Friday, August 6, 2010

the day of water





So yesterday was pretty much horrible. After school, CJ and I went on a trip with the school guide and a group of three other students who are far older than anyone else currently in the school (50s or 60s) to go see a pottery workshop in a village outside of Xela. It was intersting to see the process for the pottery, though obviously I was already pretty well aware of the process, though they do take their clay from newly minded raw material to finished product, so that was somewhat different. CJ and I got a few souveniers that I´m not sure how we´ll get home safely, but we´ll try. The pottery was amazingly cheap and very neat.
After we got done at the pottery place one of the people in our group, Pablo, wanted to go on the see the nearby village even though it was raining, but we had to take a bus. Our guide got us on a bus to the village, though the bus was acutally one of those fifteen passenger vans. When we got in, there were about two more emtpy seats left, but, this being latin america, those filled up quickly! Once all the seats were filled and there was no more space on the bus, about fifteen more pèople got in, which if you´ve being to latin america should hardly come as a surprise to you. Suddenly, in the middle of one of the random stops by ths side of the road in the middle of nowhere, Pablo announces that he´s get out because it´s too crowded in there. So he starts saying ¨lo siento, adios (I´m sorry, bye)¨ to everyone in the bus and gets out in the middle of nowhere. OUr guide is yelling, in spanish, ¨no, no, there aren´t any more busses!¨ but he gets out anyway, so the rest of us all pile out to, because the guide starts to get out to follow pablo. So we all get out by the side of the road and are standing in a random ditch in the pouring rain, and as there aren´t any more buses, we start walking through the muddy ditch, in the pouring rain, back to the pottery place which is like a mile or two so down the road at this point. By the time we got there, we were soaking wet and covered in mud. Our guide clearly thought that pablo was a completley insane jerk and given the language barrier, all I could do was give the ömg¨look to him and mouth ¨loco (crazy¨). We were none too happy.
Then we rode an hour home on the chicken bus into Xela, and walked a few minutes back to school. Then I checked email and found out that someone had canceled my reservation despite the fact that I´d had the resrvation for several days because they rented the room to someone else, so I send them a email telling them exactly what I think of them and their business practices and had to scramble to find another hotel. Since everyone in El Salvador comes to Antigua the first weekend in August (I have no idea why) this was frustrating and annoying. I think CJ and I are staying someplace very nice, and I´ve already put down a $70 deposit, so I certainly hope there will be no problems.

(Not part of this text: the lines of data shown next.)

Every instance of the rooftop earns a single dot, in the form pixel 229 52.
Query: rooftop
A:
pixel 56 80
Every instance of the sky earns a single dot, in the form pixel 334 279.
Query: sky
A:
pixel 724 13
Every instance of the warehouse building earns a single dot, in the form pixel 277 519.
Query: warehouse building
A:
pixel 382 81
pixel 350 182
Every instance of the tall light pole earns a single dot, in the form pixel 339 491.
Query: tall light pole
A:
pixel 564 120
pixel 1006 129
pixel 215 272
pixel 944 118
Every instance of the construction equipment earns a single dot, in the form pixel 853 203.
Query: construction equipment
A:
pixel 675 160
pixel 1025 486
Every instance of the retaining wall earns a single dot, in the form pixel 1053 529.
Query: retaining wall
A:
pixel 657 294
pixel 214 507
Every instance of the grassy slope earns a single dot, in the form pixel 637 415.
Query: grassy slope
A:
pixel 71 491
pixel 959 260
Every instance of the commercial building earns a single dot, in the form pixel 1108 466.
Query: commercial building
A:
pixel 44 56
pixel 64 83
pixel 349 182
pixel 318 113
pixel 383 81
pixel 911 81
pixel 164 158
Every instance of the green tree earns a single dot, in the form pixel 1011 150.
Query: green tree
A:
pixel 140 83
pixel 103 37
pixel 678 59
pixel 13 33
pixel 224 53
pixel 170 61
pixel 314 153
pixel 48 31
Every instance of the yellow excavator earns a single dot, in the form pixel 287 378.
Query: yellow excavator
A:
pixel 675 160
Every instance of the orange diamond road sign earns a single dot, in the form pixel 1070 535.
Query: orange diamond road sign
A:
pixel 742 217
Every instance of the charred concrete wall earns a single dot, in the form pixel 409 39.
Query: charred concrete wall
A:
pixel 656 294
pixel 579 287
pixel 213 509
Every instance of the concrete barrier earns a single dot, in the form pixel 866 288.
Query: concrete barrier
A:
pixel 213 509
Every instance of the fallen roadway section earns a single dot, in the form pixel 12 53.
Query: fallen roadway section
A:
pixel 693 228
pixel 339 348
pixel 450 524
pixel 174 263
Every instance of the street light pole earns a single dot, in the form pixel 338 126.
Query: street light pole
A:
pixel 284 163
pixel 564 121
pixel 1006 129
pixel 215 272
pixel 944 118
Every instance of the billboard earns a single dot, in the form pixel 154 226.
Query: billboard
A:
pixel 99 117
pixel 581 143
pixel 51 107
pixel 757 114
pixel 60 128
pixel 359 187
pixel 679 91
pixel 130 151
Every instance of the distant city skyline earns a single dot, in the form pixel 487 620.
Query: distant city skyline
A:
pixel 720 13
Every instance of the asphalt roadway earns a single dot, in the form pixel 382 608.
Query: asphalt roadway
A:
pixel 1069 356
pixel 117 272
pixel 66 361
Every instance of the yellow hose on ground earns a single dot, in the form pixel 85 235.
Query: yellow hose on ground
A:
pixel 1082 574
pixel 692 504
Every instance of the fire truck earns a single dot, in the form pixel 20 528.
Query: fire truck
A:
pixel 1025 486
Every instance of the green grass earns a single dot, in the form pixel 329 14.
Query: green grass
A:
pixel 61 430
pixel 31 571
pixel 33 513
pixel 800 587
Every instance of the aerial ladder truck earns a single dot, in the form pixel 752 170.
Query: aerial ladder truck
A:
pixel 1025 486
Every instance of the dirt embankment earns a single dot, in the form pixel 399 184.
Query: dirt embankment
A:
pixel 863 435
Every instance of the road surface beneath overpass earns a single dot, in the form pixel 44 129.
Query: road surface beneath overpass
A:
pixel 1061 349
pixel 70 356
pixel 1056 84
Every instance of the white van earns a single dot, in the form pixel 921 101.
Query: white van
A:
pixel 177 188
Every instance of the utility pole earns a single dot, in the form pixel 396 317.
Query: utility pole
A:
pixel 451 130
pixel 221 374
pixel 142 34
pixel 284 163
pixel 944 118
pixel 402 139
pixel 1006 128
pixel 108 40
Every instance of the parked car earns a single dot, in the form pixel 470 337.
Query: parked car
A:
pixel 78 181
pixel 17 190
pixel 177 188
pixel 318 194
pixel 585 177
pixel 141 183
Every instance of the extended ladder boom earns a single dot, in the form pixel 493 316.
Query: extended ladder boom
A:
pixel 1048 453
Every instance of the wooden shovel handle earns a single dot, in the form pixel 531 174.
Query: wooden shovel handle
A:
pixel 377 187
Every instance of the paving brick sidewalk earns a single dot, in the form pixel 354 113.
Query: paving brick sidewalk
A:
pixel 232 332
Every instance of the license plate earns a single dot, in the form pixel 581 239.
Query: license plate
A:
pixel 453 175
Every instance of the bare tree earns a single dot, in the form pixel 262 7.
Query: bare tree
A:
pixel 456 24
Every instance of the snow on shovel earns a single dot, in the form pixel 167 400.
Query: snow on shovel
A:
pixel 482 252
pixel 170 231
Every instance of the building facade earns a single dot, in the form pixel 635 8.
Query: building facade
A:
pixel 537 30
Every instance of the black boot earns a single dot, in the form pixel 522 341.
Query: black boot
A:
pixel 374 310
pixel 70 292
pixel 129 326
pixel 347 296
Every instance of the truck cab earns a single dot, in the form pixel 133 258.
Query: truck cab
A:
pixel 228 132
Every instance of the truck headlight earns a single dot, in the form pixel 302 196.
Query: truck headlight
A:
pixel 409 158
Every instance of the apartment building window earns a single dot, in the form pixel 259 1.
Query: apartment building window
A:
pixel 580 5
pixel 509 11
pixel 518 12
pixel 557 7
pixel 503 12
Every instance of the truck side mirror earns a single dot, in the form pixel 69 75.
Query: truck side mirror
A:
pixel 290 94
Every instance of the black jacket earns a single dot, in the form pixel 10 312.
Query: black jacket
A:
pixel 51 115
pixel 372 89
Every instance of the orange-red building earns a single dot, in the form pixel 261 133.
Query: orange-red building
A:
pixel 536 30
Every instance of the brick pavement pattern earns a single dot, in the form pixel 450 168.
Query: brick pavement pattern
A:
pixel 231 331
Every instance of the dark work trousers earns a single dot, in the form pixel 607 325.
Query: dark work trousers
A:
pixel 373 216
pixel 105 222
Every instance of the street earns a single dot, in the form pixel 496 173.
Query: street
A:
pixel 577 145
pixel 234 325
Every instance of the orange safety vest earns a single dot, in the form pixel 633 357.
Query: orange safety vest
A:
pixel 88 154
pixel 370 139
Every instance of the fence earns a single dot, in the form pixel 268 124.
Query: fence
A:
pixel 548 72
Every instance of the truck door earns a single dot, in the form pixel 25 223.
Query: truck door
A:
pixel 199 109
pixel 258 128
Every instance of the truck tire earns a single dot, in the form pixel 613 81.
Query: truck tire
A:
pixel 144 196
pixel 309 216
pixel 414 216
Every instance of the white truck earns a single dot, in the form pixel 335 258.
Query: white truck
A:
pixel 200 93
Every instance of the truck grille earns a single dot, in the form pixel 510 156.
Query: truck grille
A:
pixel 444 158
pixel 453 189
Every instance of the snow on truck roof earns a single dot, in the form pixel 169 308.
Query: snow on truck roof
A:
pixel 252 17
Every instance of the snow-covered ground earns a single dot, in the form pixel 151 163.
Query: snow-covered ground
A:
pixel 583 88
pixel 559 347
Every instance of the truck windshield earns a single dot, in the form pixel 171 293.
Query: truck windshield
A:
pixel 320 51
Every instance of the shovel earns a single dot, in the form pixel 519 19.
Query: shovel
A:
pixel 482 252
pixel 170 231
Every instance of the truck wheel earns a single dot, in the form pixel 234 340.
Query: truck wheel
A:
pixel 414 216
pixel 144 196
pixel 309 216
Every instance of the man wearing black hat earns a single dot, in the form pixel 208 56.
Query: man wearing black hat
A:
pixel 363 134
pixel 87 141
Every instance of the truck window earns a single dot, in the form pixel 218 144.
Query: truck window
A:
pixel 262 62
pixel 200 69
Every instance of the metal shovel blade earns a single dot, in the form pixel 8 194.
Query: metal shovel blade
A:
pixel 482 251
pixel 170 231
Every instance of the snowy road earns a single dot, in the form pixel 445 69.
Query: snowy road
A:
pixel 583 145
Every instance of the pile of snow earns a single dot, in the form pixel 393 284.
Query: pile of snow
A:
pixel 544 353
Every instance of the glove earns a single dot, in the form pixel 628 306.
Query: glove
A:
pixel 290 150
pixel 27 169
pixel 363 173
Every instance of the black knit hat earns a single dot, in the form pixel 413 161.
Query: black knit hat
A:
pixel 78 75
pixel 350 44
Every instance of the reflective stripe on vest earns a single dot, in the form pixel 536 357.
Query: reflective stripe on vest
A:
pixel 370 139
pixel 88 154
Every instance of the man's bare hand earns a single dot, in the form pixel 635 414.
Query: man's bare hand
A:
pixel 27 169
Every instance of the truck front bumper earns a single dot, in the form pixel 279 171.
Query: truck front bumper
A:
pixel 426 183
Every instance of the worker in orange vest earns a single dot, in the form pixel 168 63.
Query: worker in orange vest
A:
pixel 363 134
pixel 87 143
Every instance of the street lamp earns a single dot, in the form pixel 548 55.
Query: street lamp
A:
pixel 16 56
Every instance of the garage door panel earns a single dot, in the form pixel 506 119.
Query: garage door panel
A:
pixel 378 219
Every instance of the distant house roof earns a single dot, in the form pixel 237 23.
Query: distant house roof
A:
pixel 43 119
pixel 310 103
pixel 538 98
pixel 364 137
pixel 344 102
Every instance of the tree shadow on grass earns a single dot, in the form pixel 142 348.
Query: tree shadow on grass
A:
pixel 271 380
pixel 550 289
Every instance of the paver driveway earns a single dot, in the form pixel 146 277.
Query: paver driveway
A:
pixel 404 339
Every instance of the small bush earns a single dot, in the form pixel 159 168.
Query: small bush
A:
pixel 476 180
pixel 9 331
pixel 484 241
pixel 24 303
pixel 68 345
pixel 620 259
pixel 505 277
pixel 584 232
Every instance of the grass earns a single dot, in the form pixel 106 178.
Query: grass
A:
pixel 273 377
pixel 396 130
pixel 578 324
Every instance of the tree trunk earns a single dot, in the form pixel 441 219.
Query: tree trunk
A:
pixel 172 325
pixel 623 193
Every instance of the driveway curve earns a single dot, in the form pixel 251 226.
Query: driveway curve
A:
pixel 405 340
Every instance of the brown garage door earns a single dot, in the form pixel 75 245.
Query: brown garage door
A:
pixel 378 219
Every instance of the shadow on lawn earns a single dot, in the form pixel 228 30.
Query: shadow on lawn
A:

At around 6:30 CJ and I finally headed for home, in the rain. As we were walking down the street, we discovered that the road leading into our neighborhood had a rope (or more accurately a string) running across it so that it was blocked off to cars. I wondered about that, but once we got on the other side, I realized that the road was about two inches thick with very goopy mud. We made our way the three or four blocks to our house, and as we turned the corner onto our street, we saw the guys from the autobody shop on the corner sweeping a couple of inches of water out of their shop. As we walked down the street, we saw our family with the car parked in the middle of the street, and the grandmother of the family (who lives next door) carrying a hose into one of the houses (the houses at the end of our street are all those of the extended family). There were a couple of inches of water filling the downstairs of all of the houses on the street, which had happened before in the past, especially with hurricane agatha. I may have mentioned in the past that the ceiling in our bedroom leaks (which is not at all uncommon in Guatemala as everyone is very unsurprised and the reaction by most people if you mention that your ceiling has been leaking in the rains is the Spanish equivalent of ¨ah, yeah, that sucks- I hate it when that happens¨. Anyway, during the day, construction people had taken out a good chuck of the skylight in our bedroom to put plaster of someking over the cracks in the roof that were allowing the leak. Of course, when it started raining in the afternoon, they didn´t finish, and our room was not only filled with fallen plaster, but also didn´t even have a completely ceiling in the pouring rain. So we got to spend the night in the bedroom of our host bother, who spent the night with a friend. Beacuse of all the water filling the bottom of the house, we didn´t eat until after 9:00 and then it was difficult to sleep because I was sharing a bed with CJ who kicks and hogs the covers. So all in all, it was a great day. I don´t seem to have the correct cord to post pictures, but I´ll see if I can add some later, perhaps on Monday.
edited to add: I found the cord. I´ll try to add some pictures.